Je pense par exemple à la révision de nos règles de concurrence, au renforcement de notre exigence commerciale à tout niveau, au développement d’une politique industrielle et numérique offensive. Alors que les États-Unis, la Chine et d’autres pays s’affirment comme puissances, en Europe, ce mot fait encore un peu peur. Monsieur le secrétaire d’État, il ne faudrait pas que nous nous fassions reléguer à terme au rôle de simple espace de libre-échange et de terminus des flux migratoires. Ce n’est pas l’Europe que nous voulons.
Certaines réformes sont annoncées ; d’autres sont lancées. Mais aucune n’est pour l’instant concrétisée. Monsieur le secrétaire d’État, il faut aller vite, car, pour assurer son avenir, l’Europe ne peut se contenter d’emprunter. Elle doit aussi et avant tout se réformer et s’affirmer dans la cohésion face à des États puissances et à des entreprises mondialisées, qui, eux, ne font plus de politesse et avancent de concert. C’est un Européen convaincu qui vous le dit, monsieur le secrétaire d’État. (Applaudissements sur les travées du groupe Les Républicains.)
M. le président. La parole est à Mme Catherine Fournier. (Applaudissements sur les travées du groupe UC et sur des travées du groupe Les Républicains.)
Mme Catherine Fournier. Monsieur le président, monsieur le secrétaire d’État, mes chers collègues, nous examinons ce soir l’article 31 du projet de loi de finances pour 2021.
Cette discussion intervient dans un contexte particulier à plusieurs titres. En effet, 2021 constitue la première année du nouveau cadre financier pluriannuel européen, qui traduira les ambitions de la politique de l’Union européenne jusqu’en 2027. Mais l’année 2021 représente également un défi pour l’Europe, qui doit faire face à une crise sanitaire et, par voie de conséquence, à une crise économique sans précédent.
Selon l’office statistique de l’Union européenne, la zone euro a enregistré entre avril et juin une baisse de 12,1 % de son PIB. Face aux nombreux enjeux, l’Union européenne a su répondre collectivement en réaffirmant son projet commun et en s’engageant à répondre d’une seule voix à la crise et aux immenses défis qu’elle doit relever. Le plan de relance et le choix de l’endettement communs sont des avancées inédites dans l’intégration et la solidarité européenne.

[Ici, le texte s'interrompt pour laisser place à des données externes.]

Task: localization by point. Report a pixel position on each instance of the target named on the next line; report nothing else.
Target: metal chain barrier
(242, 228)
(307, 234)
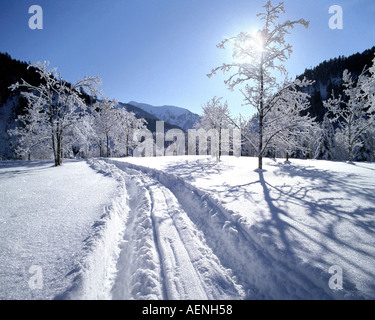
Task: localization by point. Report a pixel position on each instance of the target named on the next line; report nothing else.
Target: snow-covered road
(166, 256)
(187, 228)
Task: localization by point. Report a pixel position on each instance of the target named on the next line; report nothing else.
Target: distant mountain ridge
(177, 116)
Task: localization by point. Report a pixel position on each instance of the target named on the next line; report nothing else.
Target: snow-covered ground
(188, 228)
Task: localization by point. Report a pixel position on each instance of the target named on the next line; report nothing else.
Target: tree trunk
(108, 149)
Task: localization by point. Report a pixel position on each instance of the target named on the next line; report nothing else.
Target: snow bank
(53, 230)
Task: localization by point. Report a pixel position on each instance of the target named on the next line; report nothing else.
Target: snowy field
(187, 228)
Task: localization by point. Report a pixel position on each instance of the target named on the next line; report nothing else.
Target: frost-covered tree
(53, 106)
(216, 115)
(288, 126)
(354, 113)
(127, 124)
(258, 56)
(325, 145)
(104, 123)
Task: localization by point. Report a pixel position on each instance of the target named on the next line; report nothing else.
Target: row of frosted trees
(59, 122)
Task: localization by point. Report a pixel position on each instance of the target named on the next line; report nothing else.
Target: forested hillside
(328, 78)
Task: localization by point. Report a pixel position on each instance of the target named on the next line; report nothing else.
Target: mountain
(328, 78)
(173, 115)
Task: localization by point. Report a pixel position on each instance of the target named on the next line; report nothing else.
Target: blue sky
(159, 51)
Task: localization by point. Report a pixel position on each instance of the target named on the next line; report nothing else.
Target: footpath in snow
(187, 228)
(296, 230)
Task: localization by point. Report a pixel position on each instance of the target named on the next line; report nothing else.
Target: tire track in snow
(261, 274)
(188, 267)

Pour l’année 2021, la contribution française s’établira à 26,9 milliards d’euros, auxquels il faudra ajouter 1,6 milliard d’euros de droits de douane. Cela représente une hausse de 25 % par rapport à la loi de finances initiale de l’année 2020, et une hausse aux alentours de 13,5 % par rapport à la dernière loi de finances rectificative pour 2020. Nos voisins allemands seraient frappés d’une hausse de 42 %.
Cette augmentation tient à plusieurs facteurs : les conséquences de la crise sur les ressources propres traditionnelles de l’Union européenne, les augmentations des crédits de paiement, l’impact encore incertain du Brexit et les rabais négociés par certains États membres lors du Conseil de juillet dernier. Cette prévision reste soumise à des incertitudes. De plus, les négociations interinstitutionnelles ne sont pas terminées.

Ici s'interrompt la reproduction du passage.